Traded it off on the 91(or was it 92) F-150 with the 300 six multipoint fuel injected with the Mazda five speed floor shift and it was a MUCH better truck... ran like a top. Used to pull a grain barge with it to the elevator after our grain truck died-- 2wd and didn't drive but about 25 going over there the 26 miles to the elevator, but it handled it good... (no brakes so I had to go slow). One day it was REALLY working hard and I was amazed to find I had 26,000 lbs behind it when I went across the scales at the elevator! Routinely pulled 10-12,000 lbs fertilizer wagons and applicators daisy chained from the fertilizer guy back to the farm with it, and cotton wagons paired up behind it in the late summer, along with the grain barge wagon.

Only traded it because I had 188,000 miles on it and needed a bigger truck (4 door) for a carseat for the little one we were expecting at the time... Now I wish I had it back... new trucks aren't half the truck that one was... the 02 SuperCrew I traded it for has a 283 V-8 and an automatic... got 290,000 on it right now but it's sitting waiting for new cats (they're plugged up, for the SECOND time since I got it at 29,000 miles in 03) and who knows what else... gotta fix that first and see what happens.

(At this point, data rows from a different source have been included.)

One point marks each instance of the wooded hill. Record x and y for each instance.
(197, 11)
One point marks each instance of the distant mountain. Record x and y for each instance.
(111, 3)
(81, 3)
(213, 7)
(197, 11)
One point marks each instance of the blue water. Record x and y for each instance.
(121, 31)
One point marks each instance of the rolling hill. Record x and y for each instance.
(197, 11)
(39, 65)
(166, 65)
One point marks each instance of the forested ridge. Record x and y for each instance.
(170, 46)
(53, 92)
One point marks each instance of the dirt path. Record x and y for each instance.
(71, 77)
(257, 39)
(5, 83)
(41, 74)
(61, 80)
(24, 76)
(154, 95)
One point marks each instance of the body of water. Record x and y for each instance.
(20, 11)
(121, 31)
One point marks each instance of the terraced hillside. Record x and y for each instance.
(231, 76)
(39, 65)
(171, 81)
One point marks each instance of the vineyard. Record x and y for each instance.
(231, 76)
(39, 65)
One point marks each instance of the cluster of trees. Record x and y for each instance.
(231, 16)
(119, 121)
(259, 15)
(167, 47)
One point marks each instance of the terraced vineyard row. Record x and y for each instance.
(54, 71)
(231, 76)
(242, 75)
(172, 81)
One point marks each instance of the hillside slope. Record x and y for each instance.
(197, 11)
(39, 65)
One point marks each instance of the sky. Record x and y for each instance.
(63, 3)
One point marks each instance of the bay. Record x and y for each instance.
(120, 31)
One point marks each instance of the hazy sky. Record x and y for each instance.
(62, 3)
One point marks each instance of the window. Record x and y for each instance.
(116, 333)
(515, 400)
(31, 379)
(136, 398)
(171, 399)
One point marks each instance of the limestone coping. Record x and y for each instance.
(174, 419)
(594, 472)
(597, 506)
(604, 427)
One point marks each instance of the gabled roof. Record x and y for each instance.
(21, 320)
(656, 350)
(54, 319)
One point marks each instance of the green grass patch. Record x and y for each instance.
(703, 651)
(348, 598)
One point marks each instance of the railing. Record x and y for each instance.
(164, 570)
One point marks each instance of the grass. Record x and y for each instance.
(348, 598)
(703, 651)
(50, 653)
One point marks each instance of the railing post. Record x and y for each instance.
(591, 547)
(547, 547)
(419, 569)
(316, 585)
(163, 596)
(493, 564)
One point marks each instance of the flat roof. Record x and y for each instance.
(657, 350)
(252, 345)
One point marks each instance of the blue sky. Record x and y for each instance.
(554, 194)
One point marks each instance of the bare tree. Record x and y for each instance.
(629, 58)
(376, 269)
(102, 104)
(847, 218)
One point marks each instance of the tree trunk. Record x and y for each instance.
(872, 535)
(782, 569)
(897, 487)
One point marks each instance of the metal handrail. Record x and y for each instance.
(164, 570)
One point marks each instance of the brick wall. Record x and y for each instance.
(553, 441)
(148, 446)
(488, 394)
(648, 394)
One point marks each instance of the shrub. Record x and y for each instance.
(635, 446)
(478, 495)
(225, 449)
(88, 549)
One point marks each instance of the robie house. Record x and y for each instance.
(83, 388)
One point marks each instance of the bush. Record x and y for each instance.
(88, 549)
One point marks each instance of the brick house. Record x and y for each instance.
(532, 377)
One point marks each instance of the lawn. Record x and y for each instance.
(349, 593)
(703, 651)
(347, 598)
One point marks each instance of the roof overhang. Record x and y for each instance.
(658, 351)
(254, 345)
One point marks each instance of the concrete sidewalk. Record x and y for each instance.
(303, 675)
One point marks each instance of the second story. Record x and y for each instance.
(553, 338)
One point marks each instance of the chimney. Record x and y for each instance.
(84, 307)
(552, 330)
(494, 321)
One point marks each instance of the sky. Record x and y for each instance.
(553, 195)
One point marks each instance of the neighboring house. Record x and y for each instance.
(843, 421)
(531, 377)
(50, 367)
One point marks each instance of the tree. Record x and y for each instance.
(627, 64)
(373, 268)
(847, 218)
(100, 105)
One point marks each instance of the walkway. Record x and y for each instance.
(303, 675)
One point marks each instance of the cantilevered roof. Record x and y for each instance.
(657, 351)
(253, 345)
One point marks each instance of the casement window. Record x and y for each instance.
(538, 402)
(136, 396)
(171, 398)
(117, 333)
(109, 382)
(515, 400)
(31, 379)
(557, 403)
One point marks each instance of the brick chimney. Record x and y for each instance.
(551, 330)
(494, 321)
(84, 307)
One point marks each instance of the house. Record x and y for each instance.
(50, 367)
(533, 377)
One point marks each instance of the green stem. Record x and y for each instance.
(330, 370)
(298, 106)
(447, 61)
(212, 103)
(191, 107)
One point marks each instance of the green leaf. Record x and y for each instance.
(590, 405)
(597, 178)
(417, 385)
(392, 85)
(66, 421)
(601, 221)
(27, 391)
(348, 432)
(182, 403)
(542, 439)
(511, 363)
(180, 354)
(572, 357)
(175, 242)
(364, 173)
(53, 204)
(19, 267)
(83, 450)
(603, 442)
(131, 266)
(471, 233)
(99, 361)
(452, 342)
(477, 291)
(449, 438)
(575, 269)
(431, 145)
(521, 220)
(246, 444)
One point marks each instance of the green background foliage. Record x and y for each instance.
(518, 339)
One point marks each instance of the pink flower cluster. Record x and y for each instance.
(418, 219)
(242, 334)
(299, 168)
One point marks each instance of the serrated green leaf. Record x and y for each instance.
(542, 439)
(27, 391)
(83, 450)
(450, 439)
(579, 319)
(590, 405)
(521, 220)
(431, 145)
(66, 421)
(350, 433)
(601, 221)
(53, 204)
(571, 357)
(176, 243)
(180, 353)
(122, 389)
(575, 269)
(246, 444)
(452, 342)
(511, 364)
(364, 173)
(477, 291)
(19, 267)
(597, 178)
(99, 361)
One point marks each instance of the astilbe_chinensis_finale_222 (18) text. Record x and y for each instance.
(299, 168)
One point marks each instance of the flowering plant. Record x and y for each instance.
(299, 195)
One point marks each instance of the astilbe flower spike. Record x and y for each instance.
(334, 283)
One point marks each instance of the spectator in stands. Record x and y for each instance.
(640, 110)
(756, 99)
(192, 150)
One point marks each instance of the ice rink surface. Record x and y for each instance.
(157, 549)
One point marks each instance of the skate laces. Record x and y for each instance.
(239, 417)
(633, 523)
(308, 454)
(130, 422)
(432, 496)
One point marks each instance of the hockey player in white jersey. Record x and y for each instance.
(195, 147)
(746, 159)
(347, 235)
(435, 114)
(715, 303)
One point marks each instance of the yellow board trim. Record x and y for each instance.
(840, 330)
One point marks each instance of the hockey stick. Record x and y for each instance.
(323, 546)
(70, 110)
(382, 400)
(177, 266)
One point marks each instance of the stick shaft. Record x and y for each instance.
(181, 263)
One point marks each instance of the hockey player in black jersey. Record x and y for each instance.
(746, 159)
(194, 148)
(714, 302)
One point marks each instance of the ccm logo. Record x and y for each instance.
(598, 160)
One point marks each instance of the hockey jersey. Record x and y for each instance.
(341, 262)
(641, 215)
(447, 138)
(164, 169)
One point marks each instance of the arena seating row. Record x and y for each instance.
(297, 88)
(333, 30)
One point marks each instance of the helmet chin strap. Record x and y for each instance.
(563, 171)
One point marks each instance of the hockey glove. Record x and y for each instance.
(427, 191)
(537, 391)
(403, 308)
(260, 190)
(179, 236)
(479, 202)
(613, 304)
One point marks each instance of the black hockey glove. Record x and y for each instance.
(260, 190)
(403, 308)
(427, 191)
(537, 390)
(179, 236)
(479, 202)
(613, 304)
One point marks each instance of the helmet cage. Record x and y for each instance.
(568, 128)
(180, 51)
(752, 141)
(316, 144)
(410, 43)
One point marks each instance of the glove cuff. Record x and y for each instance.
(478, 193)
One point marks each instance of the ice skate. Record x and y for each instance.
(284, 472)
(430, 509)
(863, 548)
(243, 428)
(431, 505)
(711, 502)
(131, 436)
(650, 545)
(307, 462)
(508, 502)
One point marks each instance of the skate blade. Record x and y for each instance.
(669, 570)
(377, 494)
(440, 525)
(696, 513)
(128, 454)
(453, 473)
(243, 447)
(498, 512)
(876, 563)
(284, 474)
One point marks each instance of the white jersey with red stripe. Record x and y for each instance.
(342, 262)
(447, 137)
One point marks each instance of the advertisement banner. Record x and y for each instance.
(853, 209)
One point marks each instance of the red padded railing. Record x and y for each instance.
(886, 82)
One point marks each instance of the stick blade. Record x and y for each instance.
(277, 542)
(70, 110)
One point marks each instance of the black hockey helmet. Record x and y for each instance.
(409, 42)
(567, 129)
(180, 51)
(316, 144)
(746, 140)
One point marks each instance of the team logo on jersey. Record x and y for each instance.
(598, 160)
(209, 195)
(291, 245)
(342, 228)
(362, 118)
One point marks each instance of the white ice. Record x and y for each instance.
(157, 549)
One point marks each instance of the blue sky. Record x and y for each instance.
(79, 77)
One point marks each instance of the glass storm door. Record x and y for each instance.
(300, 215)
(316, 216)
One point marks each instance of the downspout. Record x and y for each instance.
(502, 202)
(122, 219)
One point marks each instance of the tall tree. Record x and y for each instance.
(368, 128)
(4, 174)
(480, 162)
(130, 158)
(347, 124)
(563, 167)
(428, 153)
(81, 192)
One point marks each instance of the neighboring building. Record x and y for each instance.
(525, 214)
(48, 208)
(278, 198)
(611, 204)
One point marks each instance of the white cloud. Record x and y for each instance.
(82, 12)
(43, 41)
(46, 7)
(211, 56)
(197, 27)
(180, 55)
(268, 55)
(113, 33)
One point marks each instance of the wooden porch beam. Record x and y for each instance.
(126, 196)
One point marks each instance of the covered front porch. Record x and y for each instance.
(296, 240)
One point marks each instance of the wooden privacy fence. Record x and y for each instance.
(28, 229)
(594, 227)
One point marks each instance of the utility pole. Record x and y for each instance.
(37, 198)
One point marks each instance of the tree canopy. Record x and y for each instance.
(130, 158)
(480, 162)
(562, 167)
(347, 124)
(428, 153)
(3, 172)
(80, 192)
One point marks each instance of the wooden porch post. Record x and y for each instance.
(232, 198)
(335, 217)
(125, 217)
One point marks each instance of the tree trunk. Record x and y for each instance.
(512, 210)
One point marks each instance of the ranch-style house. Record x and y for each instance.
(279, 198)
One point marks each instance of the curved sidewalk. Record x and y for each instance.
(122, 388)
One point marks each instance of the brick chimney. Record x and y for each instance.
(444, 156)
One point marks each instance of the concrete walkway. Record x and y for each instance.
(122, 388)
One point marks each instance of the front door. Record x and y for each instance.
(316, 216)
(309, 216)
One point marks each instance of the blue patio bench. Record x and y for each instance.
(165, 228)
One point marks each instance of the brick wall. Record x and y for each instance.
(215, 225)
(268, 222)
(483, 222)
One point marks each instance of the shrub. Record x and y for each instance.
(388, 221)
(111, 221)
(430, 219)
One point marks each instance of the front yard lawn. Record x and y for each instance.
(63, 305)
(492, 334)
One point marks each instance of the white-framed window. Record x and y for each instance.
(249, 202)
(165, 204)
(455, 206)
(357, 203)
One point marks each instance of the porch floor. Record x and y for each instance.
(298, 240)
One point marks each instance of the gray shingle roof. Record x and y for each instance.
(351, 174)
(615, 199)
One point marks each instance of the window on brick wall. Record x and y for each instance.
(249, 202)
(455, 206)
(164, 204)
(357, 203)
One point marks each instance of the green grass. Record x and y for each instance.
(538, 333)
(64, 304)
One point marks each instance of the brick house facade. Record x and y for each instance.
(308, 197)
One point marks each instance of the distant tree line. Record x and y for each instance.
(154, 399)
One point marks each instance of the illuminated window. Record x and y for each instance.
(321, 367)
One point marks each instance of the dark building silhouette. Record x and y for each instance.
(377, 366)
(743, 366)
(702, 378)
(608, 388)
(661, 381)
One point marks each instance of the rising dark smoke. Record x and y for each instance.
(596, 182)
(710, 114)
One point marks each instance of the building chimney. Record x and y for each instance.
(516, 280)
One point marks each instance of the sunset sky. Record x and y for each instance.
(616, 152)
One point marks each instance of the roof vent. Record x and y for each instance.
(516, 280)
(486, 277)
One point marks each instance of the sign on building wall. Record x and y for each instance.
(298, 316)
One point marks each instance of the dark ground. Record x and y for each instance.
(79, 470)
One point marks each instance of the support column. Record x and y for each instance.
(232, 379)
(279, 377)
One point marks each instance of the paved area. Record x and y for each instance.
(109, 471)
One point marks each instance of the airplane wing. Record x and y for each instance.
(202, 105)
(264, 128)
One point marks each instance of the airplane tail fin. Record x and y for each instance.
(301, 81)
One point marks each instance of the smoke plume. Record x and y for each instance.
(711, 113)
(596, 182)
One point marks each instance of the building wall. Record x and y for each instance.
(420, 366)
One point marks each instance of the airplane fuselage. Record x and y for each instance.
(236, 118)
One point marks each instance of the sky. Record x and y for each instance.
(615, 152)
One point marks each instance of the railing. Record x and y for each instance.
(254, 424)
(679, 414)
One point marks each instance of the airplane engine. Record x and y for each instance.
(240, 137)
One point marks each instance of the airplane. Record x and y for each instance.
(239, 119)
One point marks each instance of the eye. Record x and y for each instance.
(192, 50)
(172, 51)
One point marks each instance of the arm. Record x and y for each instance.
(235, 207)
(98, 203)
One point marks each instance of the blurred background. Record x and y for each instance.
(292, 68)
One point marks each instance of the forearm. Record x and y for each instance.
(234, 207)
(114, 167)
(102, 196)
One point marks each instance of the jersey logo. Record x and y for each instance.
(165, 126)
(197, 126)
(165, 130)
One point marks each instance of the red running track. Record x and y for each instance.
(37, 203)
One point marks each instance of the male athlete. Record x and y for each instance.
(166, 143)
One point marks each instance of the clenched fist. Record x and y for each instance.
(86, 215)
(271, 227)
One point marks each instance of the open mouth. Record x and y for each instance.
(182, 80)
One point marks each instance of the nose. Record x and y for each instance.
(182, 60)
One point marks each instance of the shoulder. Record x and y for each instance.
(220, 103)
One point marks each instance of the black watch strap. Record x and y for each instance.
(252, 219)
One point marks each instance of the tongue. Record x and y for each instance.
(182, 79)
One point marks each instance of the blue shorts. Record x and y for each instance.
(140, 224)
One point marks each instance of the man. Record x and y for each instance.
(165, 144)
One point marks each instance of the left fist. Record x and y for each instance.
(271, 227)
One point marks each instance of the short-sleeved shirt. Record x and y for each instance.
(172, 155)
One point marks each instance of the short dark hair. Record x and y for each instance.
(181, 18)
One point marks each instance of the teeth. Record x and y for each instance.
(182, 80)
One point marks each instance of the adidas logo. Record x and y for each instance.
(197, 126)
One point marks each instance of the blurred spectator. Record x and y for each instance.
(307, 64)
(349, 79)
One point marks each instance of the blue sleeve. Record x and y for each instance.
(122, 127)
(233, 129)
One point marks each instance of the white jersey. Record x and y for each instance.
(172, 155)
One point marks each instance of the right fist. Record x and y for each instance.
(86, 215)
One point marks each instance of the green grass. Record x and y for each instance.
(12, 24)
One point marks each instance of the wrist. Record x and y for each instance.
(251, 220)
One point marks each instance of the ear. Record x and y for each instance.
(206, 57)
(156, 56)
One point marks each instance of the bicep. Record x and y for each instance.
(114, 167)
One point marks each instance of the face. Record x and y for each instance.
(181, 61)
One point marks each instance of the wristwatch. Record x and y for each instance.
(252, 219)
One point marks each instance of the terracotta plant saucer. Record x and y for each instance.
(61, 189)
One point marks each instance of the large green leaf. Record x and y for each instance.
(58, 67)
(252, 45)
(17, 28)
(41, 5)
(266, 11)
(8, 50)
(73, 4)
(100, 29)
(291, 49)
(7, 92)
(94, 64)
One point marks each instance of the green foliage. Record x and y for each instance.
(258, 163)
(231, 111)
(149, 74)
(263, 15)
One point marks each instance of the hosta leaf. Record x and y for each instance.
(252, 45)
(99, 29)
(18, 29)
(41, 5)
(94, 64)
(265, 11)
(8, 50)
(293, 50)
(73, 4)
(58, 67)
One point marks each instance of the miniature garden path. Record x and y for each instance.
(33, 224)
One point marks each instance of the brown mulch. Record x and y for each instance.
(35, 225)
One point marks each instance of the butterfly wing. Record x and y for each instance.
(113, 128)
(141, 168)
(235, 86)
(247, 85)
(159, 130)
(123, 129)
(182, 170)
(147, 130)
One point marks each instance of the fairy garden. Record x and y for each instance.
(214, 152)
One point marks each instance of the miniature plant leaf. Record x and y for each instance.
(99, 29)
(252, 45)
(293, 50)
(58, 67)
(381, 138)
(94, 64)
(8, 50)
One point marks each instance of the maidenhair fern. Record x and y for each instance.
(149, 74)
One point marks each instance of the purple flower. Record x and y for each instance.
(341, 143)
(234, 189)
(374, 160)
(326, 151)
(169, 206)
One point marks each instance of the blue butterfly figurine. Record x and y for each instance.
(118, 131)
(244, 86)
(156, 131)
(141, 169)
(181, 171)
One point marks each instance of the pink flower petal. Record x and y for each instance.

Biggest mistake Ford ever made was to quit producing those old 300 sixes...

Later! OL JR


----------



## snowball

Agreed the 300 six was great I peeled a couple motor mounts also but that was it... after the 2nd one . just fixed it and chained the beast to the frame..I sure do miss that truck


----------



## Orchard6

I had 2 300 inline sixes. The first was in an '86 F-150. It had the 3+overdrive on the floor and was geared way to high to do anything but drive down the road empty. 
The second was in a '70 F-100 4x4. That one had a 4 on the floor with creeper. With the 3.70 gear ratio it pulled decent but the four corner manual drum brakes it left a bit to be desired in the whoa'ing department! Both were fun trucks for me and I wish I would've kept the '70 as it was in pretty decent shape for a 30 year old truck (at the time I had it) that had been in Michigan it's whole life.


----------



## luke strawwalker

Orchard6 said:


> I had 2 300 inline sixes. The first was in an '86 F-150. It had the 3+overdrive on the floor and was geared way to high to do anything but drive down the road empty.
> The second was in a '70 F-100 4x4. That one had a 4 on the floor with creeper. With the 3.70 gear ratio it pulled decent but the four corner manual drum brakes it left a bit to be desired in the whoa'ing department! Both were fun trucks for me and I wish I would've kept the '70 as it was in pretty decent shape for a 30 year old truck (at the time I had it) that had been in Michigan it's whole life.


Yeah my brother's got a cherry 69 F-100 he picked up... had been in the barn for about 25 years... just in terrific shape.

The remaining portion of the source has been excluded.